I No Tav spiazzano le truppe ad alta velocità
Un’enorme dimostrazione di forza e di abilità strategica e comunicativa: ancora una volta la valle ribelle ha dimostrato la sua capacità di spiazzare tutti, mettendo d’accordo in tempo zero le varie componenti del movimento e cambiando strategie e modalità. Così le defezioni di alcuni sindaci e del presidente della Comunità montana Sandro Plano hanno perso di significato, almeno nel senso che la stampa «embedded» aveva voluto attribuirgli; adesso sarà difficile per chi ha sempre fatto riferimento all’esistenza di due anime del movimento – una istituzionalizzata, l’altra incontrollabile – portare avanti certi discorsi. Molti gradirebbero per esempio un parere sull’andamento della giornata da parte del parlamentare Pd Stefano Esposito, che nei giorni scorsi si è distinto per dichiarazioni di questo tenore: «È evidente che la valle è ostaggio di questi delinquenti che si sentono giustificati nelle loro azioni in parte per l’omertà che li circonda in parte per la paura che induce molti valsusini a tacere». Ma tutto questo in fondo era prevedibile.
Più difficile preventivare questa marcia inconsueta che ha visto allungarsi, quasi in fila indiana, per buona parte dei 6 chilometri che separano Chiomonte da Giaglione, un corteo passato per i sentieri che pochi giorni prima erano stati teatro di una battaglia dura e di una repressione senza sconti. Silenzio, sorrisi ironici, qualche canto lungo le recinzioni. Qualcuno ha messo addirittura dei fiori sulle reti dell’area archeologica: un manifesto ideologico più che un segno di pace, in continuità con uno degli striscioni che hanno aperto il corteo, «Resistere con dignità per esistere con gioia». Niente caschi né maschere antigas, come avevano preannunciato gli organizzatori, che oggi non era il caso.

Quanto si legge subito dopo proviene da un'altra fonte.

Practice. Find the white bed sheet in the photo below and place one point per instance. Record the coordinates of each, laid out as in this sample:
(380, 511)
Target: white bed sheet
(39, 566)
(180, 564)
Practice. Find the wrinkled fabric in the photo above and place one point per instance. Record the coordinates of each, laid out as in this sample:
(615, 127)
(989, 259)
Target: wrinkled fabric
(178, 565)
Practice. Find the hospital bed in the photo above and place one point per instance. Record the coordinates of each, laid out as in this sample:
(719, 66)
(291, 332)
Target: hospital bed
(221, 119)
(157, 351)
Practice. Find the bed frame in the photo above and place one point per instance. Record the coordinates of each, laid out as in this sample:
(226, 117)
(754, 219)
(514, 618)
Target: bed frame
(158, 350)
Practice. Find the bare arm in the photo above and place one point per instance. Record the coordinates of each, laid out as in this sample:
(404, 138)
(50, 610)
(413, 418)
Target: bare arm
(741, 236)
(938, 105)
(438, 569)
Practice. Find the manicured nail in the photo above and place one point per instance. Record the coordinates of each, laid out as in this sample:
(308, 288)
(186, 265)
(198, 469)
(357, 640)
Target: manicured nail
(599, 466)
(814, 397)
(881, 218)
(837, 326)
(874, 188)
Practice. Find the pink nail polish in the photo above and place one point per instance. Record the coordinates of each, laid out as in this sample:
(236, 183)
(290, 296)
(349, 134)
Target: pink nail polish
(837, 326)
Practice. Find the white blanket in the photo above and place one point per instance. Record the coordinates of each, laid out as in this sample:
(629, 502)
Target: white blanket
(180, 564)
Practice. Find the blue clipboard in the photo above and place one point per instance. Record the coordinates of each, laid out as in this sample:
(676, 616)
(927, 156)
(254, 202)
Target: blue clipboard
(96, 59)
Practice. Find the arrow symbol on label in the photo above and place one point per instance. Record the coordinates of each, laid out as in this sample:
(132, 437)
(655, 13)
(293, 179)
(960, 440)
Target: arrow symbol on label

In corteo anche alcuni rappresentanti del comitato aquilano “3e32″ per la ricostruzione post terremoto che si schiera contro il Tav come contro il ponte di Messina, perché «tutte quelle risorse sarebbe meglio destinarle alla ricostruzione, alla tutela e alla messa in sicurezza dei territori». In marcia bimbi, famiglie, anziani. Sbaglierebbe però chi pensasse che il movimento No Tav abbia deciso di mollare: smontato il campeggio verrà installato un presidio permanente e le iniziative proseguiranno per tutto il mese di agosto. A settembre, in coincidenza con l’inizio dei lavori veri e propri, la pressione tornerà a farsi intensa.
La giornata del 30 luglio consegna alle cronache un vincitore assoluto, quel popolo No Tav che continua a stupire e coinvolgere la parte di Paese che si ostina a immaginare un futuro diverso. Ha perso chi non ha avuto fiducia nelle capacità del movimento, chi si ostina a sollecitare il ricorso alla forza e alla repressione, chi non conosce modo di governare senza ricorrere in continuazione a proclami e minacce. Ma chi esce sconfitto da questa giornata è soprattutto l’informazione tradizionale: dai quotidiani che hanno fatto di tutto per «scaldare» la vigilia con inchieste sull’incremento delle vendite di articoli come maschere antigas e caschetti a Torino, fino ai telegiornali caratterizzati da servizi realizzati con il chiaro scopo di creare allarmi e timori. Le dirette web di qualche quotidiano, introdotte da toni apocalittici, con il passare dei minuti lasciavano quasi trasparire la delusione per l’andamento pacifico della manifestazione: a un certo punto, qualcuno si è aggrappato a una dichiarazione attribuita alla questura che parlava della presenza delle «frange estremiste» in chiusura di corteo. Come dire: aspettate, c’è ancora una speranza. Invece, né un sasso né un petardo.
I media mainstream non possono stare dietro a una realtà come quella della valle ribelle, perché privi dei codici e dell’indipendenza necessari a comprenderlo; molto meglio la copertura del mediattivismo, le dirette via Twitter, l’informazione diffusa dai siti indipendenti. Del resto, un movimento del genere non puoi capirlo né raccontarlo se non sei come lui, distante dal potere e dalle convenienze.
Marco Arturi (Carta)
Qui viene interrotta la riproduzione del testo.